The iPhone is not the first device or product marketed to have such a reaction on consumers. Other devices in the tech world and the fashion world, in particular, seem to rely on this notion of being up to date and “en vogue,” if you will.

So, Apple is simply capitalizing on a pattern that seems to be part of the human condition and that other companies also capitalize on to, well, make capital. But what is it that makes people so eager to give up the devices or clothes they’re currently using or wearing, most likely something they were perfectly satisfied with, and clamor to get the newest and latest?

It could be something social psychologists call affective forecasting. Affective forecasting is the ability to predict how we will feel in the future. It’s essentially a forecast for our emotions. And we all know how reliable weather forecasts are once they’re more than a few days out. Not surprisingly, people are notoriously bad at predicting how they’ll feel. It’s true for positive and negative emotions. People generally overestimate how angry or upset and how excited or happy they’ll feel when X happens. Psychologists think that this miscalibration happens for a number of reasons (to learn more, check out Dan Gilbert’s and Tim Wilson’s pages), including one explanation that I’d like to focus on: a happiness baseline.

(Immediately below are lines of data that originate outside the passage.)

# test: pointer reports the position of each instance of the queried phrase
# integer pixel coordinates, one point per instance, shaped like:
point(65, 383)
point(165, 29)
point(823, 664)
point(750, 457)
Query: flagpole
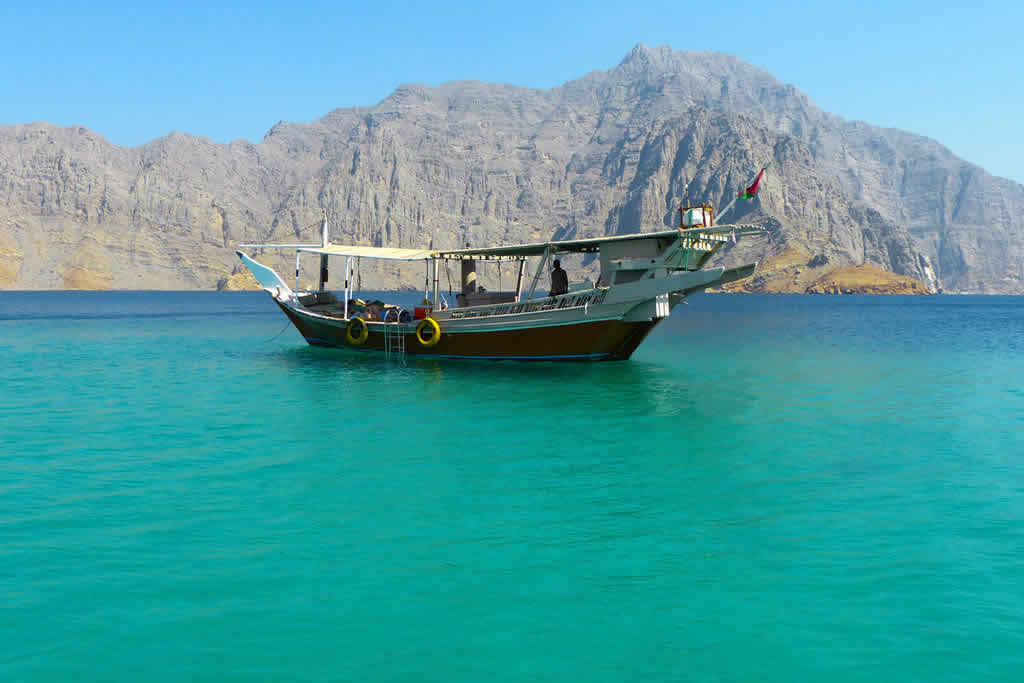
point(729, 206)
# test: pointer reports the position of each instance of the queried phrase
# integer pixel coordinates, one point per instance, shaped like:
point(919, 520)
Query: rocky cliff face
point(612, 153)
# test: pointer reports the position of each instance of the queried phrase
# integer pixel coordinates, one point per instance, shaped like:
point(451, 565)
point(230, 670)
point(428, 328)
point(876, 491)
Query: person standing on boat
point(559, 280)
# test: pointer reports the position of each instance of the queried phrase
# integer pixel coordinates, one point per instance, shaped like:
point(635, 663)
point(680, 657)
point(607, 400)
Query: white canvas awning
point(388, 253)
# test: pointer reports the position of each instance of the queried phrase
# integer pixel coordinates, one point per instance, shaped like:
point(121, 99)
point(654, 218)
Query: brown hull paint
point(602, 340)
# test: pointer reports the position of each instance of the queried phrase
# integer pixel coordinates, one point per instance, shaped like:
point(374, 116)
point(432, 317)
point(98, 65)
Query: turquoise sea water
point(773, 488)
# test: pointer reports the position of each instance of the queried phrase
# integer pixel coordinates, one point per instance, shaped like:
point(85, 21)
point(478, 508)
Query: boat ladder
point(394, 340)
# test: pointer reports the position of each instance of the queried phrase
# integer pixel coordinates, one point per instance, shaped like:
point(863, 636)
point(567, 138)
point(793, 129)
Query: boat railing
point(571, 300)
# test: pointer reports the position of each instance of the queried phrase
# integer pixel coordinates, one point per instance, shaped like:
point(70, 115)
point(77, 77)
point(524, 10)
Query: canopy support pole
point(540, 269)
point(348, 274)
point(436, 300)
point(323, 271)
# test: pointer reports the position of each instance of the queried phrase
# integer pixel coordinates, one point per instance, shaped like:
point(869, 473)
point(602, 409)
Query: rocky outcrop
point(612, 153)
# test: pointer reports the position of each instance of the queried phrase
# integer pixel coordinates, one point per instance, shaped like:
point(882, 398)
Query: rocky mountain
point(615, 152)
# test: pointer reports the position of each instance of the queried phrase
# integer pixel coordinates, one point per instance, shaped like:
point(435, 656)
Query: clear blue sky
point(133, 72)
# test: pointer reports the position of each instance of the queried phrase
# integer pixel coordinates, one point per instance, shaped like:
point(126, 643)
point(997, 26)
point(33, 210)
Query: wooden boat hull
point(583, 340)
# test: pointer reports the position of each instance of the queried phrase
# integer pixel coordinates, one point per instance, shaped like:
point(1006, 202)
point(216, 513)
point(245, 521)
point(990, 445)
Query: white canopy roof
point(389, 253)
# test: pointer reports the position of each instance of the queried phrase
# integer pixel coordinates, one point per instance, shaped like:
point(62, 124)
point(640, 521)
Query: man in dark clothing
point(559, 280)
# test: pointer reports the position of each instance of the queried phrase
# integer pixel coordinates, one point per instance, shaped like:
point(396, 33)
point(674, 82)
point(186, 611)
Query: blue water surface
point(773, 488)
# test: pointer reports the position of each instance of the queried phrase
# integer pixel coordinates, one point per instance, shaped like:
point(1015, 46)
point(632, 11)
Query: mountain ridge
point(613, 152)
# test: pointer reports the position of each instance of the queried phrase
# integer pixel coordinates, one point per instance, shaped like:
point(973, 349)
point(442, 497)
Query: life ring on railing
point(356, 332)
point(433, 337)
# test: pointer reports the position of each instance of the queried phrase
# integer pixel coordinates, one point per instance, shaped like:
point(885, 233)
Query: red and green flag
point(752, 191)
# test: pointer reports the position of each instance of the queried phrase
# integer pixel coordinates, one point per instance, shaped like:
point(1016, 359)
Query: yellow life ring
point(356, 332)
point(435, 333)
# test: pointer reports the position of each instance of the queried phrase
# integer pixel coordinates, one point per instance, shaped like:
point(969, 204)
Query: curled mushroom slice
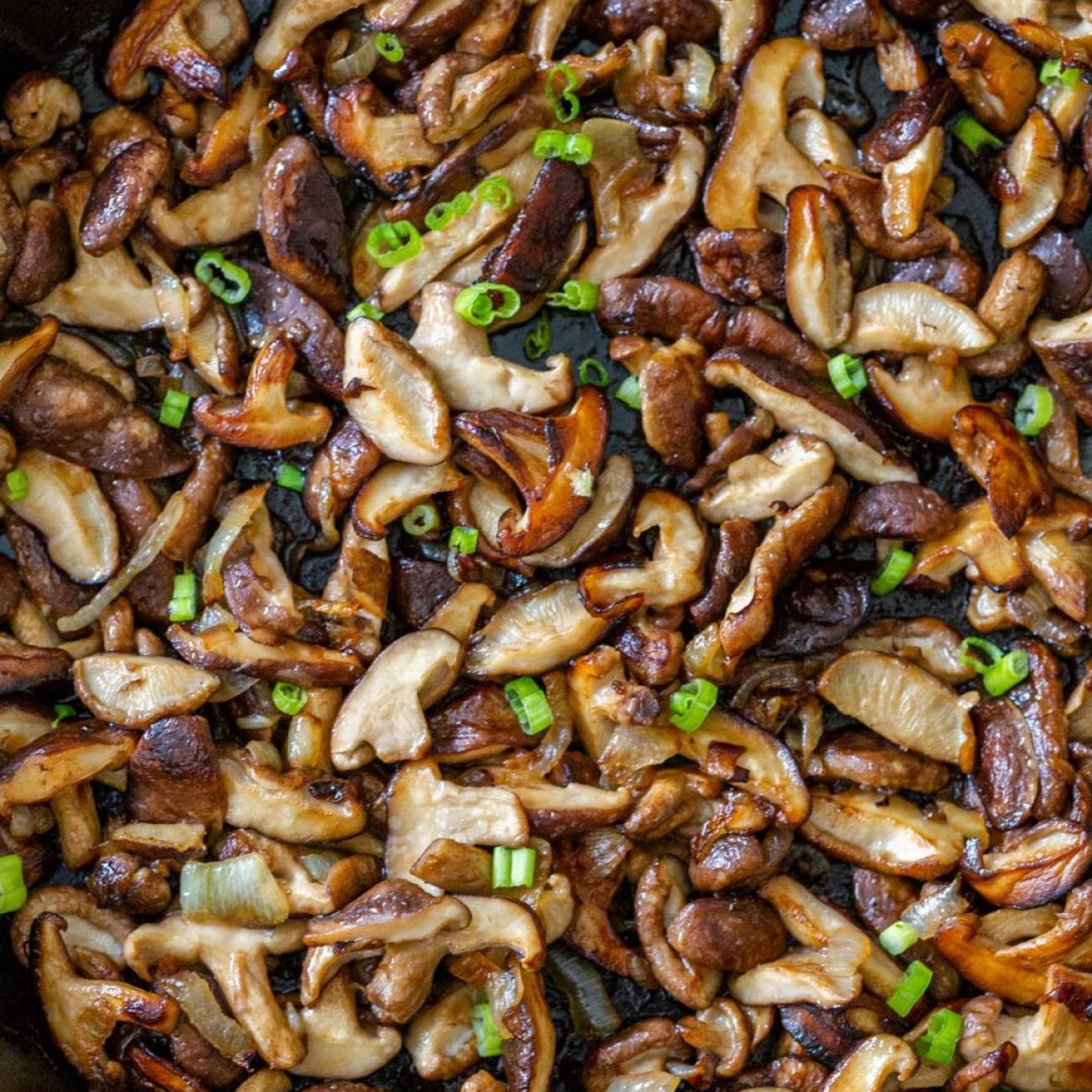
point(265, 417)
point(884, 832)
point(299, 806)
point(70, 512)
point(534, 633)
point(903, 703)
point(236, 957)
point(390, 392)
point(818, 276)
point(134, 690)
point(914, 318)
point(470, 377)
point(757, 157)
point(82, 1012)
point(759, 486)
point(801, 407)
point(546, 458)
point(1003, 463)
point(383, 716)
point(673, 575)
point(1033, 181)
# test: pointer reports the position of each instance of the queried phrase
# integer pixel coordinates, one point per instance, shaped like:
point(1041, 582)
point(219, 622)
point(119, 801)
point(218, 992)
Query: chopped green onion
point(593, 371)
point(971, 132)
point(463, 539)
point(496, 190)
point(364, 310)
point(1052, 72)
point(501, 866)
point(440, 215)
point(848, 375)
point(173, 410)
point(62, 712)
point(942, 1037)
point(475, 304)
point(1034, 410)
point(224, 279)
point(12, 885)
point(523, 867)
point(389, 47)
point(564, 102)
point(390, 244)
point(892, 572)
point(485, 1031)
point(418, 521)
point(575, 295)
point(538, 339)
point(629, 392)
point(241, 890)
point(18, 485)
point(911, 987)
point(288, 698)
point(1011, 669)
point(898, 937)
point(691, 703)
point(530, 705)
point(291, 477)
point(184, 597)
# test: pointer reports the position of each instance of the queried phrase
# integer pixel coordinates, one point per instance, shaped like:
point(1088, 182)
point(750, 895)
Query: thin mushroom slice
point(383, 716)
point(392, 396)
point(903, 703)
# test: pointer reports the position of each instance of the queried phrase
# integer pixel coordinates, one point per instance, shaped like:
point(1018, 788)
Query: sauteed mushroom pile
point(516, 722)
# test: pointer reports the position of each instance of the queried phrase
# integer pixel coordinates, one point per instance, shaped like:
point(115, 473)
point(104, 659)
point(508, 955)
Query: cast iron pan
point(71, 37)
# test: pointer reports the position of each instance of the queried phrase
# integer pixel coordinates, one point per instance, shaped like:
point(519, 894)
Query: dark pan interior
point(70, 37)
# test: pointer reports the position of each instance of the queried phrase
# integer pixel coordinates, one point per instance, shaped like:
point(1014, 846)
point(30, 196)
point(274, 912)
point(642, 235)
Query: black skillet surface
point(71, 37)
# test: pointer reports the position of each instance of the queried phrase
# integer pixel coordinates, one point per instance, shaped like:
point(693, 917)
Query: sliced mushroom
point(903, 703)
point(469, 375)
point(383, 716)
point(914, 318)
point(391, 394)
point(801, 407)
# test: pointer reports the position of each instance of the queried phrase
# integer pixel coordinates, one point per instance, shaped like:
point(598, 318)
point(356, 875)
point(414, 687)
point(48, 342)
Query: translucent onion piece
point(237, 516)
point(240, 890)
point(153, 542)
point(199, 1003)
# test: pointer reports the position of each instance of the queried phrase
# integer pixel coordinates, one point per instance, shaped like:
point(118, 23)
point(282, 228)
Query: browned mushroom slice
point(302, 222)
point(1033, 181)
point(237, 959)
point(62, 758)
point(73, 415)
point(174, 774)
point(531, 257)
point(903, 703)
point(1029, 867)
point(159, 35)
point(134, 690)
point(385, 713)
point(368, 132)
point(1001, 462)
point(82, 1012)
point(547, 459)
point(757, 157)
point(997, 83)
point(534, 633)
point(223, 647)
point(914, 318)
point(800, 405)
point(818, 277)
point(276, 304)
point(390, 392)
point(265, 417)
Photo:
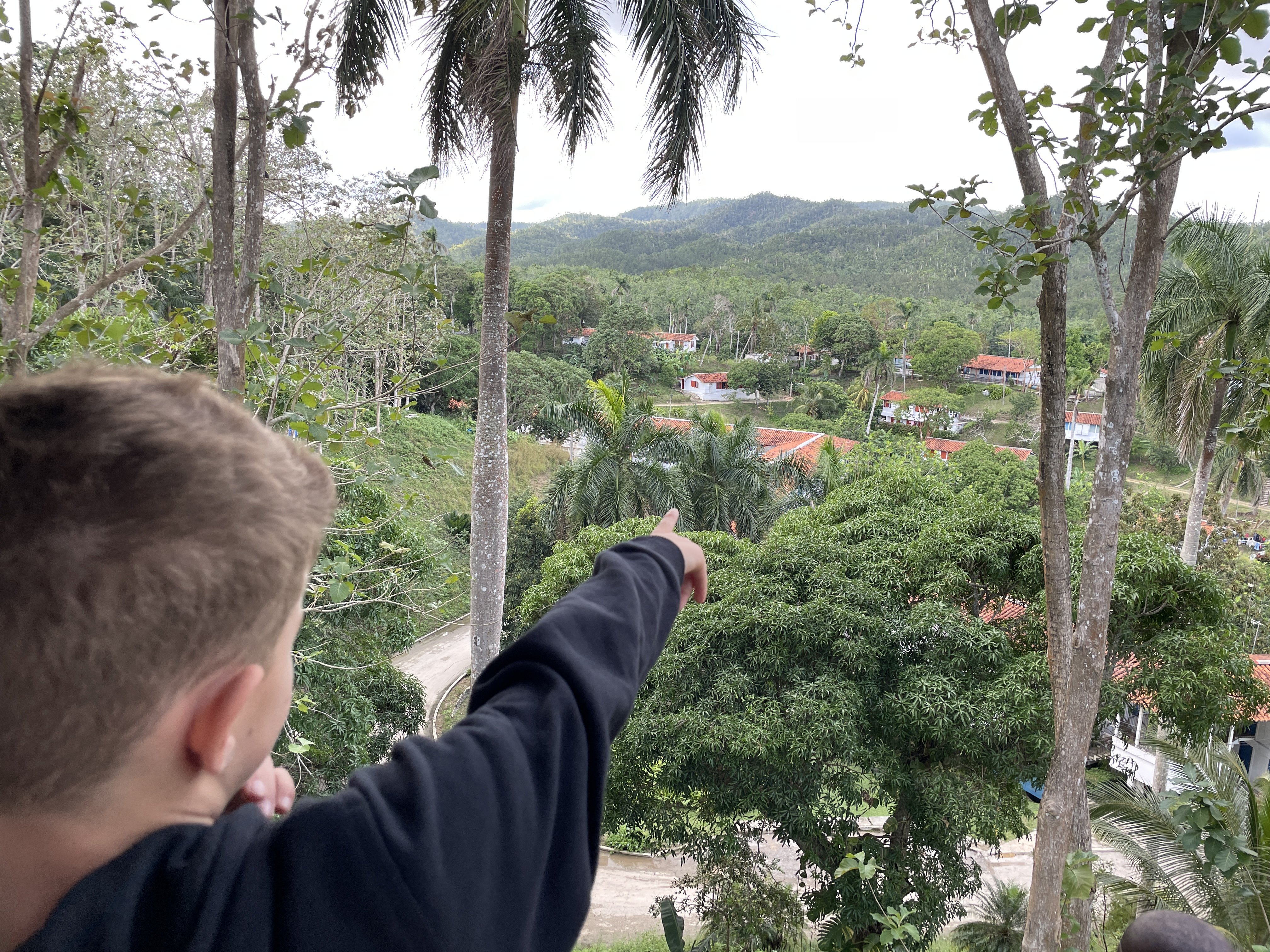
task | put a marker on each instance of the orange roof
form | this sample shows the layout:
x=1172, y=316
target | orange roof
x=811, y=452
x=1261, y=672
x=952, y=446
x=776, y=444
x=1004, y=610
x=988, y=362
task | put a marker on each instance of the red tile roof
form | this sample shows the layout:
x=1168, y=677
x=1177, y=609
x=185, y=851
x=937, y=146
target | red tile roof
x=776, y=444
x=1261, y=672
x=1003, y=611
x=988, y=362
x=809, y=452
x=950, y=446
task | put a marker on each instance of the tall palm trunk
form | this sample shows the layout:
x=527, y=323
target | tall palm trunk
x=1203, y=474
x=872, y=409
x=1204, y=471
x=489, y=455
x=229, y=357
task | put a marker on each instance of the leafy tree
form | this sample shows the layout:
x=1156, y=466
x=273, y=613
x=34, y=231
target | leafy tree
x=820, y=400
x=621, y=473
x=943, y=351
x=936, y=408
x=535, y=381
x=483, y=56
x=1212, y=310
x=853, y=617
x=619, y=344
x=731, y=487
x=996, y=474
x=529, y=544
x=1000, y=927
x=846, y=337
x=351, y=702
x=1202, y=848
x=764, y=377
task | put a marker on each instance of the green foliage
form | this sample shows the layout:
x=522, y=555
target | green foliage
x=741, y=905
x=621, y=471
x=1202, y=848
x=528, y=546
x=729, y=485
x=1000, y=928
x=619, y=343
x=998, y=475
x=535, y=381
x=943, y=349
x=821, y=400
x=351, y=704
x=832, y=621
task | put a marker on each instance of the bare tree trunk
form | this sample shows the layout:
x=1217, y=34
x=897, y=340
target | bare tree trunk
x=489, y=457
x=1065, y=784
x=1204, y=471
x=229, y=357
x=253, y=190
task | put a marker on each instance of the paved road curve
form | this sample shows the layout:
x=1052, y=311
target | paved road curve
x=439, y=660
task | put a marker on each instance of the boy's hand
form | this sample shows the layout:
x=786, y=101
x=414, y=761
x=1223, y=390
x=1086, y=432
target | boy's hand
x=694, y=559
x=270, y=787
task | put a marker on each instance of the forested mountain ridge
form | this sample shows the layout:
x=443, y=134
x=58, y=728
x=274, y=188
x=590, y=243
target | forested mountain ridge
x=874, y=248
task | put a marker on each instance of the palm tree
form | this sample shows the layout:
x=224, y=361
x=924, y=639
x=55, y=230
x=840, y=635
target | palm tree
x=1212, y=310
x=625, y=469
x=1203, y=848
x=484, y=54
x=821, y=400
x=1241, y=466
x=1000, y=927
x=731, y=485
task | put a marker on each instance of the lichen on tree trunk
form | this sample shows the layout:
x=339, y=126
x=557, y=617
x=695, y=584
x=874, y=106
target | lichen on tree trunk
x=489, y=457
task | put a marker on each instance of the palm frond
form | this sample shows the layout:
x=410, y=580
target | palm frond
x=370, y=32
x=689, y=51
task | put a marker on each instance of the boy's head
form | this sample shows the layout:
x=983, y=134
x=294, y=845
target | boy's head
x=152, y=534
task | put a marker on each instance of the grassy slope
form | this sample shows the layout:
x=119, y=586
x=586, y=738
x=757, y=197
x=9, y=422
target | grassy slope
x=443, y=489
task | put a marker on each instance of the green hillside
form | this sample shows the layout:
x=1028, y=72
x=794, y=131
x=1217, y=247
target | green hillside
x=869, y=248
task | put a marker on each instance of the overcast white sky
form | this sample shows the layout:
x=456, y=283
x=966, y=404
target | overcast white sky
x=808, y=125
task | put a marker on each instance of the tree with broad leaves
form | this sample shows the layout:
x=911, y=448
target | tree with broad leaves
x=1170, y=81
x=1212, y=314
x=623, y=470
x=484, y=55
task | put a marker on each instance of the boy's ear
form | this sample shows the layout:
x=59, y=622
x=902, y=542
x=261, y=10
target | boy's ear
x=210, y=739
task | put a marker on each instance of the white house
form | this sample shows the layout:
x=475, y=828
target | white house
x=681, y=343
x=912, y=414
x=1251, y=743
x=710, y=386
x=990, y=369
x=1088, y=427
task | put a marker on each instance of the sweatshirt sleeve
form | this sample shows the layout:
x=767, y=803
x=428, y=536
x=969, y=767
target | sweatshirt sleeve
x=488, y=840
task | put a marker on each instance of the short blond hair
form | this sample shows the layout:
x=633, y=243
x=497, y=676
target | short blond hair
x=150, y=531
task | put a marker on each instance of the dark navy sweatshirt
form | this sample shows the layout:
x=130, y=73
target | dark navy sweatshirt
x=484, y=841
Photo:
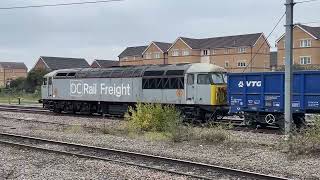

Everyone you know, yourself included, has a baseline happiness level or a set point [1,2]. Sure, it fluctuates occasionally, and there are certainly days when you’re happier than others, but most of the time our happiness level falls around our own particular set point. While this is good news for people who are feeling crappy, it doesn’t bode well for people who attempt to alter their happiness with products.

In other words, people who think that the latest iPhone will make them happier than they’ve ever been might be right…for a few days or weeks. After that, they’re likely to revert back to their baseline and feel the same way they did with the iPhone 5 or their Android phone or even their Blackberry. Well, maybe not the Blackberry. RIP Blackberry phones. But I digress. Most people fail to notice these patterns about themselves. They don’t learn from their mistakes, so even though purchasing the iPhone 5s only temporarily elevated their happiness from when they had the iPhone 4, these same people will likely be just as eager to obtain their very own iPhone 6 for the very same reasons.

Maybe it’s because people are eternal optimists. Maybe it’s because we’re victims of advertising. Or maybe we don’t know ourselves as much as we think we do. So before you upgrade to the newest and latest, check in with yourself and ask why. Remember, money can’t buy happiness.


Posted by Jen


[1] Diener, E., Suh, E.M., Lucas, R.E., & Smith, H.L. (1999). Subjective well-being: Three decades of progress. Psychological Bulletin, 125, 276-302.

[2] Lykken, D. & Tellegen, A. (1996). Happiness is a stochastic phenomenon. Psychological Science, 7, 186-189.